Quando o racismo atravessa a fronteira

Andre Cesar

pai e filha

A volta da advogada argentina Agostina Páez ao seu país poderia ter encerrado o episódio como mais um caso judicial. Acabou ampliando o problema. Horas depois da chegada, o pai dela apareceu em vídeo repetindo o mesmo gesto que levou a filha à prisão no Rio: imitação de macaco, riso de deboche, encenação de superioridade. Não foi um descontrole privado. Foi uma resposta pública.

O caso já era grave. Em janeiro, num bar de Ipanema, Agostina ofendeu funcionários, utilizou termos racistas e fez gestos associados a macacos, segundo a denúncia. A Justiça do Rio impôs medidas cautelares, e, no fim de março, autorizou sua volta à Argentina mediante caução de R$ 97 mil. Ela responde ao processo à distância. O percurso jurídico seguiu o rito esperado. O desdobramento social, não.

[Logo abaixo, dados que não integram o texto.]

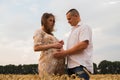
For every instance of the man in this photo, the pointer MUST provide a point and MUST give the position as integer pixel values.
(79, 47)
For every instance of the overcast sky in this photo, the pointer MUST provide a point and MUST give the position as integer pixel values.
(19, 19)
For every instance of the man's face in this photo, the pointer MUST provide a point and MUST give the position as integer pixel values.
(72, 20)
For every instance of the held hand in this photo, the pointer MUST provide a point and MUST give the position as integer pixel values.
(59, 54)
(62, 42)
(57, 45)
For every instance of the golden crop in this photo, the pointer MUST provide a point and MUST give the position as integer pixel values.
(57, 77)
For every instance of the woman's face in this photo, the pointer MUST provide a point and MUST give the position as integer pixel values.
(50, 22)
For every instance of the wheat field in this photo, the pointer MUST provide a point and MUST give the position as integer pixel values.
(57, 77)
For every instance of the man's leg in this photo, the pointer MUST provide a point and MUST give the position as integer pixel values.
(79, 71)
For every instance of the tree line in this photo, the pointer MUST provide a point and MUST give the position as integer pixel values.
(104, 67)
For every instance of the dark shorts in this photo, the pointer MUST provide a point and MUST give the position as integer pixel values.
(80, 71)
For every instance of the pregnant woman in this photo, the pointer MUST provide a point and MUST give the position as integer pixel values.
(46, 43)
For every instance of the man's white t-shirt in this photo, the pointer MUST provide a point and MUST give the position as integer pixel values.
(78, 34)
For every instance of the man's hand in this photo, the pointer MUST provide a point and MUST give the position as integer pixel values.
(60, 54)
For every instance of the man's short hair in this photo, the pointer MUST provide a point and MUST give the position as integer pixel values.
(73, 12)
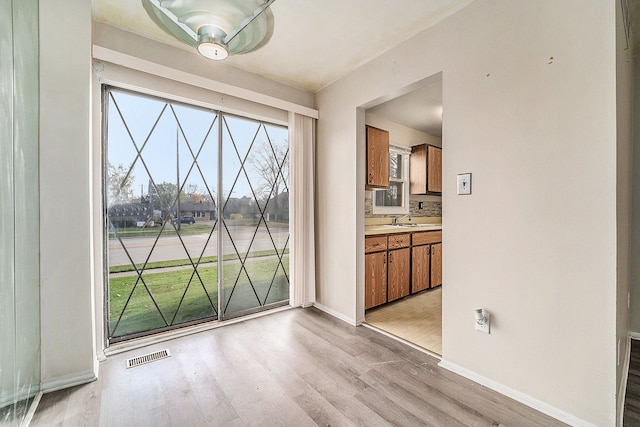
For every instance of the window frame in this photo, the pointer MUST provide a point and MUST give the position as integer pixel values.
(405, 152)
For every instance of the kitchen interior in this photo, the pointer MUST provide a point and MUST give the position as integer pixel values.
(403, 217)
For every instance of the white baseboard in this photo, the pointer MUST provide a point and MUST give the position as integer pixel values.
(622, 389)
(335, 314)
(523, 398)
(66, 382)
(32, 410)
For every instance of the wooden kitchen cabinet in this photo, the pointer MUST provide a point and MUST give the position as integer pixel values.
(398, 284)
(377, 158)
(399, 266)
(420, 268)
(425, 170)
(426, 260)
(375, 271)
(436, 265)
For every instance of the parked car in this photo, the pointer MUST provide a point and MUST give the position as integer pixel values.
(185, 219)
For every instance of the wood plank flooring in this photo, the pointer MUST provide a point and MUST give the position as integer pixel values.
(298, 367)
(416, 318)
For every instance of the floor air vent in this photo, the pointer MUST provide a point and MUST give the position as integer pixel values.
(147, 358)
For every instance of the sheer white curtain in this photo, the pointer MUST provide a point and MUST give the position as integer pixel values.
(302, 131)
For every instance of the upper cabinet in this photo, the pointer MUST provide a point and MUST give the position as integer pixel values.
(377, 158)
(426, 169)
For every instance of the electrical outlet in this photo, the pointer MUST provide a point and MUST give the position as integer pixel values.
(464, 183)
(484, 326)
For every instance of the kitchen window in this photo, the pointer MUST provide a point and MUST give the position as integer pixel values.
(395, 199)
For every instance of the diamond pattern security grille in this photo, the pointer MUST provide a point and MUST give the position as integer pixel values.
(256, 224)
(163, 198)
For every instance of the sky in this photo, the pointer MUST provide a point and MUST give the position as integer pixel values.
(182, 132)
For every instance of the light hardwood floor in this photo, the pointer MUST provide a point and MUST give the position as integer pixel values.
(417, 319)
(297, 367)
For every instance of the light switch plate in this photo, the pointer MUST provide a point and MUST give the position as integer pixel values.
(464, 183)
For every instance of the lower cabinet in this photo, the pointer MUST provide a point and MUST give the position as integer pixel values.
(375, 279)
(401, 264)
(436, 265)
(398, 274)
(420, 268)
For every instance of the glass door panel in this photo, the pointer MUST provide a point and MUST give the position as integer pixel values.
(161, 214)
(255, 215)
(166, 208)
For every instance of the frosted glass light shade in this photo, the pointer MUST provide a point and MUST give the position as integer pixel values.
(184, 19)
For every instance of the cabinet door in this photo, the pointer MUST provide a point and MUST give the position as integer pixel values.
(375, 279)
(434, 169)
(377, 158)
(418, 169)
(398, 273)
(436, 265)
(420, 272)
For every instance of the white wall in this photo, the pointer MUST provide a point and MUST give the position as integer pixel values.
(624, 100)
(65, 193)
(530, 102)
(70, 176)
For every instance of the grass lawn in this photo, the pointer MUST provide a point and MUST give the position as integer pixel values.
(168, 230)
(180, 262)
(201, 298)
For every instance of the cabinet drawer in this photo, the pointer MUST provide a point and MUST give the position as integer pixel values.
(375, 244)
(426, 237)
(399, 241)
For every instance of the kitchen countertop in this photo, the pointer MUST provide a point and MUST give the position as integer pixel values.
(370, 230)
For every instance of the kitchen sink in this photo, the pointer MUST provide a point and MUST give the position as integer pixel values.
(412, 225)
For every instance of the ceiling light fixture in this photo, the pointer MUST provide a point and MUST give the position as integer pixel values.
(217, 28)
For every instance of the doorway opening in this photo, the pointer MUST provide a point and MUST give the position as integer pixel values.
(414, 314)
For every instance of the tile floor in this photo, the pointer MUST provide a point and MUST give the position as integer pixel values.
(416, 318)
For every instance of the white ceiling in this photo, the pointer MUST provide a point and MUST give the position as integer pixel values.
(314, 43)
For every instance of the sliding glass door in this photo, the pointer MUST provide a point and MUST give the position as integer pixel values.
(196, 228)
(255, 158)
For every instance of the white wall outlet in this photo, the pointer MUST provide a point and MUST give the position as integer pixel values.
(483, 321)
(464, 183)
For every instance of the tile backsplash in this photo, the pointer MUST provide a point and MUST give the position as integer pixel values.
(430, 208)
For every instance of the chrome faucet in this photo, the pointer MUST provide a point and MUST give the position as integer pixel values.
(396, 219)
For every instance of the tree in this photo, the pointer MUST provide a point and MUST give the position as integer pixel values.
(119, 184)
(271, 167)
(163, 196)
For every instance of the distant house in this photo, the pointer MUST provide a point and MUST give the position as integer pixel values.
(277, 208)
(203, 210)
(131, 214)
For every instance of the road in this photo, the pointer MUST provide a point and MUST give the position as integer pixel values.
(170, 247)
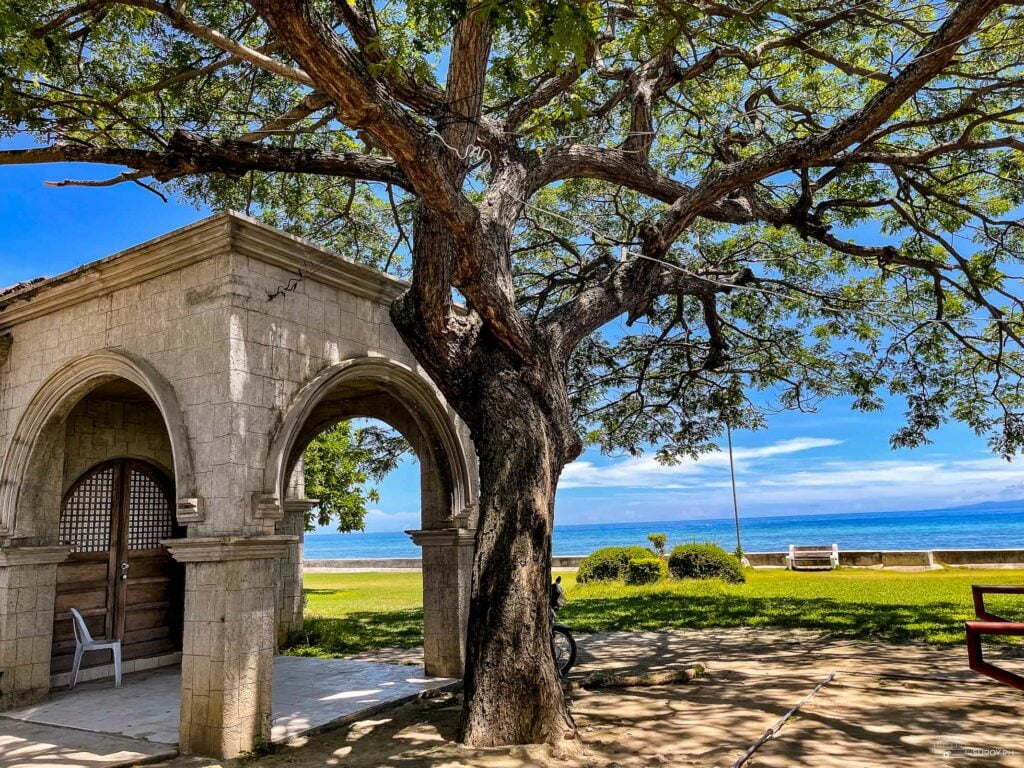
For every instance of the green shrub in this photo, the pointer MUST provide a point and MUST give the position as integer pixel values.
(657, 541)
(609, 563)
(644, 570)
(705, 561)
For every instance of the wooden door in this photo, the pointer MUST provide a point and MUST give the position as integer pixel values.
(123, 582)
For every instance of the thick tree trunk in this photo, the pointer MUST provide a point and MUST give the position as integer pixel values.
(519, 417)
(512, 690)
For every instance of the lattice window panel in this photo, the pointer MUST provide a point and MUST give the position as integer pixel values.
(85, 520)
(150, 514)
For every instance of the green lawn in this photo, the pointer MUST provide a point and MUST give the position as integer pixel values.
(351, 612)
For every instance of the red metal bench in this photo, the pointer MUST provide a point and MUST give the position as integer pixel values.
(992, 625)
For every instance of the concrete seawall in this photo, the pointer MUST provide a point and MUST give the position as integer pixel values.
(971, 558)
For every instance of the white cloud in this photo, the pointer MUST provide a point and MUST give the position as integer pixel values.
(647, 472)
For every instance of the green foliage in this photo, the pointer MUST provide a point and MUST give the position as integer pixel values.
(657, 541)
(609, 563)
(339, 463)
(644, 570)
(705, 561)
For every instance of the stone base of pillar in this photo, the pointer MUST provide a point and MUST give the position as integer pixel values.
(448, 569)
(290, 597)
(28, 586)
(227, 648)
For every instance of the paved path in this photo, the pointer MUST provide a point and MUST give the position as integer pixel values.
(97, 724)
(37, 745)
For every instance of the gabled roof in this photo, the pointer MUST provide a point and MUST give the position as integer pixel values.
(216, 235)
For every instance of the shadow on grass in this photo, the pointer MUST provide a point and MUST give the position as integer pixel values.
(353, 633)
(940, 622)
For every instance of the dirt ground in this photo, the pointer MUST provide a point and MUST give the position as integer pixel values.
(887, 706)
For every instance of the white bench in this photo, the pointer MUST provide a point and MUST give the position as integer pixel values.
(817, 556)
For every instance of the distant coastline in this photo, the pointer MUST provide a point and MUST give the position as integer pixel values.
(989, 524)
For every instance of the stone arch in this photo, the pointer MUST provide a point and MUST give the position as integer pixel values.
(55, 398)
(420, 402)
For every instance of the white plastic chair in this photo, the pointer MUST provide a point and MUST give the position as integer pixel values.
(84, 642)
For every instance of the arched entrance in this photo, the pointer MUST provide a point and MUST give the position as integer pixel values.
(388, 391)
(118, 576)
(103, 424)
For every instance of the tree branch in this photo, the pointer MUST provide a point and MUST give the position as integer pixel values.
(189, 155)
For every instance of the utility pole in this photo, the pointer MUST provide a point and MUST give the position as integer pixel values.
(735, 501)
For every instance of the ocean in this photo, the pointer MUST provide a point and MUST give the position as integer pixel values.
(980, 526)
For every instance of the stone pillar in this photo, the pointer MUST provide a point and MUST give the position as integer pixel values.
(448, 569)
(227, 649)
(28, 587)
(290, 598)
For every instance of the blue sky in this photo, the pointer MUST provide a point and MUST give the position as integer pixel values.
(832, 461)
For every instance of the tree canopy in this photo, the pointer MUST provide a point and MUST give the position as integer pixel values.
(835, 185)
(339, 465)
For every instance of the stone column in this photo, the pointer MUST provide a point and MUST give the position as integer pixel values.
(28, 587)
(227, 649)
(448, 569)
(290, 598)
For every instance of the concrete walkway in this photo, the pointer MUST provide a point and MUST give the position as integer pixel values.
(24, 744)
(97, 724)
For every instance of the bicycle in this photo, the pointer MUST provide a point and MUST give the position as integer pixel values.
(562, 643)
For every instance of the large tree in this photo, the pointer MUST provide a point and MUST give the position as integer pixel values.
(783, 200)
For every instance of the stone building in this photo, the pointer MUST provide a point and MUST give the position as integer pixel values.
(154, 407)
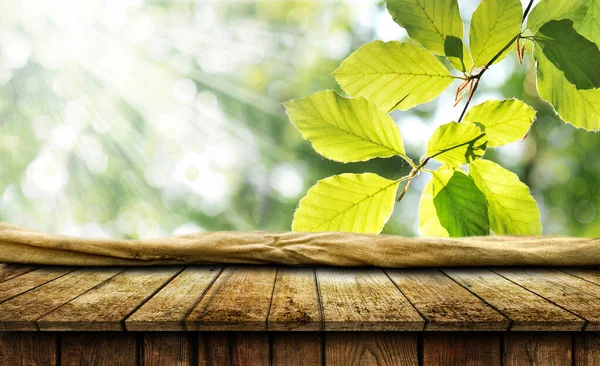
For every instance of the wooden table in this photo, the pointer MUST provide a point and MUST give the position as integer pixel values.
(260, 315)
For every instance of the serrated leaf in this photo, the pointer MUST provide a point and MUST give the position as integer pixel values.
(493, 25)
(503, 121)
(547, 10)
(428, 23)
(452, 205)
(577, 57)
(581, 108)
(511, 208)
(456, 144)
(393, 75)
(345, 130)
(359, 203)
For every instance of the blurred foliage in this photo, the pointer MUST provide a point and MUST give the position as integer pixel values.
(149, 118)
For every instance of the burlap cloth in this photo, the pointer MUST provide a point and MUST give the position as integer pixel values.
(20, 245)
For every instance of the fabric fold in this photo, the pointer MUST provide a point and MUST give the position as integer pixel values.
(20, 245)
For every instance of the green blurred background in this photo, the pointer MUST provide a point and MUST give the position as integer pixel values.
(139, 119)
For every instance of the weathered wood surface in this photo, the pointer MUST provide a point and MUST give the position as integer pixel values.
(364, 299)
(259, 298)
(105, 306)
(444, 304)
(239, 299)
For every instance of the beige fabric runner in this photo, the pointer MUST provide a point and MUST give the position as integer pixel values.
(20, 245)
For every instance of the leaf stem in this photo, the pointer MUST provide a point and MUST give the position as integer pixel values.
(527, 9)
(477, 77)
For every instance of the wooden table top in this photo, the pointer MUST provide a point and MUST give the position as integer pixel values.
(261, 298)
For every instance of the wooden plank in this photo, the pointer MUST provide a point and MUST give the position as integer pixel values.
(8, 271)
(468, 349)
(167, 309)
(240, 348)
(30, 280)
(364, 299)
(527, 311)
(586, 349)
(21, 312)
(98, 349)
(238, 300)
(588, 274)
(295, 303)
(27, 349)
(538, 349)
(167, 349)
(107, 305)
(297, 348)
(370, 348)
(574, 294)
(445, 304)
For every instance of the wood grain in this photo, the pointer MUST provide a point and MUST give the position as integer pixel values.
(586, 349)
(527, 311)
(364, 299)
(30, 280)
(295, 302)
(21, 312)
(107, 305)
(465, 349)
(233, 349)
(27, 349)
(167, 349)
(166, 310)
(238, 300)
(370, 348)
(574, 294)
(549, 349)
(8, 271)
(296, 348)
(445, 304)
(98, 349)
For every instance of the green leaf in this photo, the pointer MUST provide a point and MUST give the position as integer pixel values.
(493, 25)
(504, 121)
(452, 205)
(428, 23)
(547, 10)
(456, 144)
(581, 108)
(345, 130)
(575, 56)
(511, 208)
(393, 75)
(359, 203)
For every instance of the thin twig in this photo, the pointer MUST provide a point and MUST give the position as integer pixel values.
(478, 76)
(527, 11)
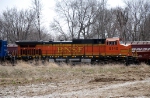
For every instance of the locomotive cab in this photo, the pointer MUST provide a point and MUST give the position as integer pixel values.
(114, 47)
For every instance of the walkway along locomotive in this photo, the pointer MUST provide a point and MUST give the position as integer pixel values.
(92, 50)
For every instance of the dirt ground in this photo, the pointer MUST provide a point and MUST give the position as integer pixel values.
(116, 81)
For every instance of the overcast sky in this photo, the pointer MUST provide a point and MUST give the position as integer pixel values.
(48, 7)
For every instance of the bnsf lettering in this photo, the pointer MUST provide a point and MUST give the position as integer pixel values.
(70, 49)
(140, 49)
(113, 48)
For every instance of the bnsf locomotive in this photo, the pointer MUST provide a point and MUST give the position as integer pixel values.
(82, 50)
(91, 50)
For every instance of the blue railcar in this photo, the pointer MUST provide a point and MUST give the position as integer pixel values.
(3, 49)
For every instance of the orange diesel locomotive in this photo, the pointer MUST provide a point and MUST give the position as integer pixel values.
(94, 50)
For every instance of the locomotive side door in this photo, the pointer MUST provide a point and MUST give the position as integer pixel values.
(112, 47)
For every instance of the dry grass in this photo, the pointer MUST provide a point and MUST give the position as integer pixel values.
(34, 72)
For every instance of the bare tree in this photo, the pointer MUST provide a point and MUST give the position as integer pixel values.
(37, 6)
(121, 22)
(78, 17)
(138, 9)
(16, 24)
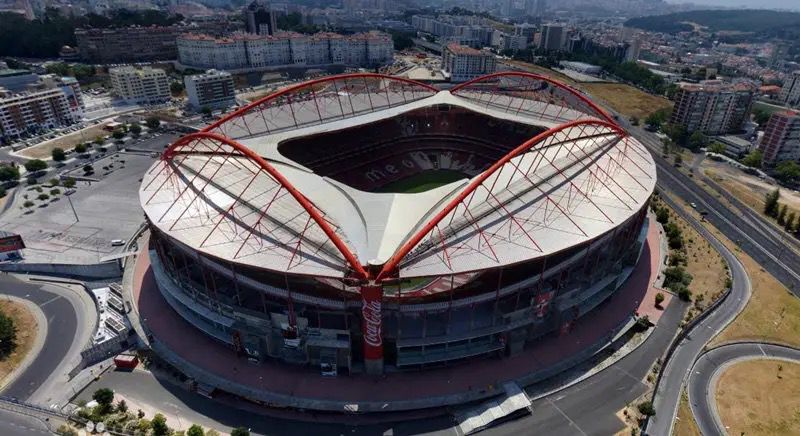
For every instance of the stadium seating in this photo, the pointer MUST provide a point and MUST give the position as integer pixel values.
(371, 156)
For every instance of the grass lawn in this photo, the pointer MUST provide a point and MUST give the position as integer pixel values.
(44, 150)
(759, 397)
(626, 99)
(424, 181)
(27, 329)
(704, 264)
(685, 424)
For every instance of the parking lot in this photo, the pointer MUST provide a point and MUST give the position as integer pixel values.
(107, 209)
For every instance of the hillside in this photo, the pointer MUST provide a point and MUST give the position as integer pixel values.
(764, 23)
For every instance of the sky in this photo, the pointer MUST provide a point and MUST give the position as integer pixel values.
(766, 4)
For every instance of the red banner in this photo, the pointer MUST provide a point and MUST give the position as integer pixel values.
(372, 322)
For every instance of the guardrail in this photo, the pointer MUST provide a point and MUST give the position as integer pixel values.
(693, 323)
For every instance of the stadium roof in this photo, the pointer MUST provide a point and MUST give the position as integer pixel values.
(227, 191)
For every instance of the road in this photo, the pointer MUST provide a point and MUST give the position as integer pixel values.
(766, 248)
(62, 322)
(676, 369)
(702, 382)
(17, 424)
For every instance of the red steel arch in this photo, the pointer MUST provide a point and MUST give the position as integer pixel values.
(173, 149)
(603, 114)
(401, 253)
(309, 84)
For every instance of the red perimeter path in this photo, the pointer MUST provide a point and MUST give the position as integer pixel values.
(178, 335)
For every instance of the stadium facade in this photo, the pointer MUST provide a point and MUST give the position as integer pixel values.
(371, 223)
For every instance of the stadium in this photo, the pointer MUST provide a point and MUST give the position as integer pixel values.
(368, 223)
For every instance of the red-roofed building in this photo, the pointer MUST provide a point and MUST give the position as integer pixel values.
(464, 63)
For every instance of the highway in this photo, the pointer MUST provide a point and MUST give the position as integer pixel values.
(765, 247)
(62, 326)
(676, 370)
(707, 369)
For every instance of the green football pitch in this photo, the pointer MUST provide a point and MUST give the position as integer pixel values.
(424, 181)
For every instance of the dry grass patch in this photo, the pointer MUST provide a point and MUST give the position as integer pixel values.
(685, 425)
(772, 314)
(627, 99)
(27, 328)
(44, 150)
(759, 397)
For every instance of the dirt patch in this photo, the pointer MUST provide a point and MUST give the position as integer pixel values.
(772, 314)
(27, 329)
(627, 99)
(67, 142)
(685, 425)
(759, 397)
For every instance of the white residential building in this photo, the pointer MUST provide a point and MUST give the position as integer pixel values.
(463, 63)
(30, 112)
(140, 85)
(248, 52)
(214, 90)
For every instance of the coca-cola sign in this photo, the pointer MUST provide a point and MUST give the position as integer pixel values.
(372, 321)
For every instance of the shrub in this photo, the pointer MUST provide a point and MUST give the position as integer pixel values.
(646, 408)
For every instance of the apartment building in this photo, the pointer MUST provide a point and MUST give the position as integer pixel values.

O vídeo do pai desloca o eixo da discussão. Não se trata mais apenas da conduta individual de uma turista estrangeira. O que aparece é um ambiente em que o gesto racista ainda encontra espaço como performance pública, quase como extensão de rivalidade cultural. Não há ali constrangimento visível. Há naturalização.

Esse ponto ajuda a entender por que episódios semelhantes, sobretudo no futebol e nas redes sociais, se repetem com frequência envolvendo argentinos e brasileiros. Não é um traço nacional absoluto, nem uma exclusividade de um país. Mas há uma tolerância social mais ampla a esse tipo de manifestação em determinados contextos, frequentemente tratada como provocação ou folclore.

O contraste com o Brasil não é moral. É institucional. O país continua sendo estruturalmente desigual e atravessado pelo racismo. Mas, do ponto de vista legal, construiu um arcabouço mais duro. A Lei 14.532 equiparou a injúria racial ao racismo, com pena de 2 a 5 anos, e o Supremo consolidou o entendimento de que se trata de prática imprescritível e inafiançável. Isso muda o enquadramento. Não elimina o problema, mas redefine o limite.

Na Argentina, a legislação antidiscriminatória existe e prevê punições, mas o desenho jurídico é menos incisivo para episódios dessa natureza no cotidiano. A consequência prática é conhecida: muitos casos ficam no campo da polêmica pública, da repercussão episódica, sem produzir resposta proporcional do sistema de Justiça.

O episódio de Agostina Páez expõe esse descompasso. De um lado, um país que, com todas as suas contradições, passou a tratar o racismo como crime com consequências concretas. De outro, um ambiente em que o mesmo gesto ainda pode circular como provocação aceitável, replicado em bares, estádios e redes, sem gerar ruptura imediata.

O pai que repete o gesto da filha oferece a síntese mais incômoda do caso. Quando o racismo deixa de ser exceção e passa a ser encenado sem constrangimento, ele deixa de ser apenas um desvio individual. Vira linguagem compartilhada.

E é aí que a diferença pesa. Não no discurso, mas na reação. Entre tratar como crime ou como folclore, há um abismo.